In an effort to foster transparency and participation, the White House launched its We the People petition site in 2011 that allows netizens to engage the government on issues that matter to them.
Perhaps not surprisingly, the White House site has attracted a steady flow of petitions from the fringe, advocating everything from the deportation of Piers Morgan to the minting of a platinum trillion dollar coin to, more recently, the construction of a functioning Death Star to stimulate the economy.
Was this last petition an example of pure geekery or a protest in the form of a parody about wasteful government spending? Or both?
Whatever the petitioners' intentions may have been, they reached the requisite 25,000 signatures (the threshold has since been raised to 100,000), and the White House was compelled to respond. In his official statement, Science and Space Budget Chief Paul Shawcross threaded clever Star Wars references throughout:
What's the Big Idea?
All parodying aside, let's not throw the baby out with the Death Star bathwater just yet. As the petition reads, "By focusing our defense resources into a space-superiority platform and weapon system such as a Death Star, the government can spur job creation in the fields of construction, engineering, space exploration, and more, and strengthen our national defense."

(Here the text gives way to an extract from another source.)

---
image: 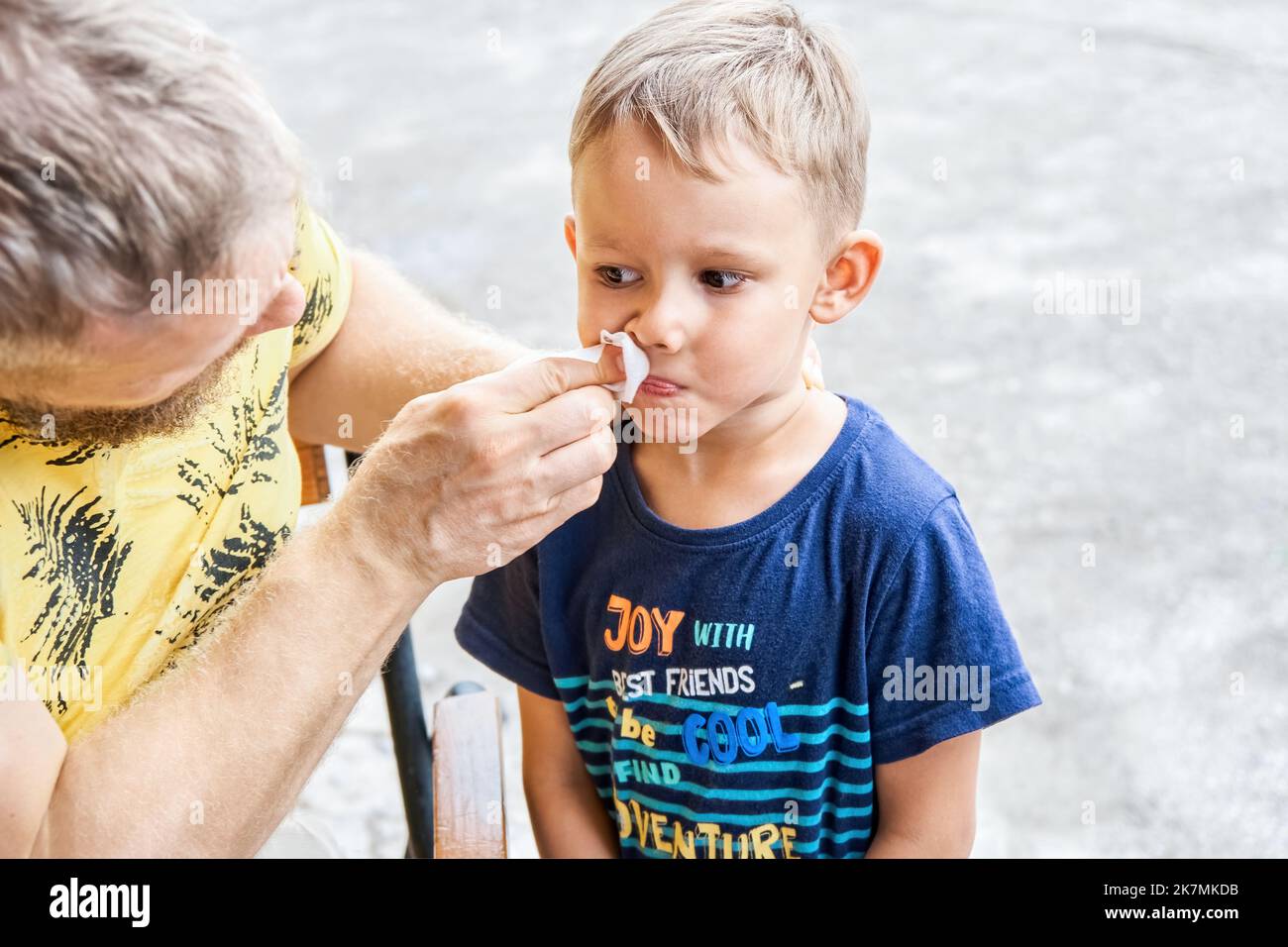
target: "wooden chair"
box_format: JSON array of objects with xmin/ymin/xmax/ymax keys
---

If you remove the words "a weapon system such as a Death Star" from this sentence and insert "fully fund NASA," you could achieved the same outcome of spurring innovation and economic growth, with considerable savings. You would also gain the endorsement of many prominent innovation experts, including Neil deGrasse Tyson, an astrophysicist and author of Space Chronicles: Facing the Ultimate Frontier.

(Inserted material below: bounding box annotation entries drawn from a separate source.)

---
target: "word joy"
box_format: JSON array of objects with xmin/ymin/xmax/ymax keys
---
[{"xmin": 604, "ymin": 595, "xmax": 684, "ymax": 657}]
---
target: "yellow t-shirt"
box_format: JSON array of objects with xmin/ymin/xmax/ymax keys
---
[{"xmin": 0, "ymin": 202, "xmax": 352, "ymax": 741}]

In an interview with Big Think, Tyson tells us that people often point to space programs as prime examples of government waste. However, this is simply not accurate on two accounts, according to Tyson. For one thing, investments in space represent a tiny fraction of our budget. These programs also deliver a return on investment that is unparalleled. The problem, however, is that many people -- including politicians -- tend to use what Tyson calls A-to-B thinking. Politicians are used to fixing problems one-by-one. In fact, they are incentivized to think and operate this way due to election cycles and economic cycles.
However, as Tyson recently told Forbes:
It takes more than a few steps of reasoning to see how NASA influences a culture and how that culture innovates, creates the economies of tomorrow, stabilizes and then grows your economy. That’s a multi-step exercise that certainly economists understand easily. To writers for Forbes, it’s self-evident. But everybody else, apparently not.

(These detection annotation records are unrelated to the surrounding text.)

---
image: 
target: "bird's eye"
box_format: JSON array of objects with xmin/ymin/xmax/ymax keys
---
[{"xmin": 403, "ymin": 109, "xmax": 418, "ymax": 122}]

Tyson argues in the video below that we need to break out of this A-to-B thinking in order to bring big, audacious ideas into existence.
What's the Significance?
With strains from the financial crisis receding and huge investment possible in energy, housing and reshored manufacturing, the United States faces a moment of opportunity unlike any in a long time. The economy could soon enter a virtuous cycle of confidence, growth and deficit reduction, much like it did in the 1990s. But this will require moving the national economic debate beyond its near-total preoccupation with federal budget restraint.
Summers goes on to argue for public investments in energy and innovation, among other areas. We recommend you read Summer's argument in full here. But let's also take a look at some low-hanging fruit, or space, with its unlimited resources. "The answer is staring us in the face," Tyson tells us, "because we’ve done it before."
As Tyson points out, A-to-B thinking doesn't advance the science or technology frontier. What we need is "a change in the mindset of a culture that only advancing a space frontier can bring." And while we nurture the next generation of astronauts, Tyson argues that even the people who do not become engaged in the space community will nonetheless see the value that this investment in our economic security will bring to their lives. Tyson tells us:
You can become a poet, a novelist, an actor, a comedian, but they understand that it is science and technology and innovations in those fields that makes tomorrow come. So if they’re not the ones doing the inventing they vote for those who support those who do.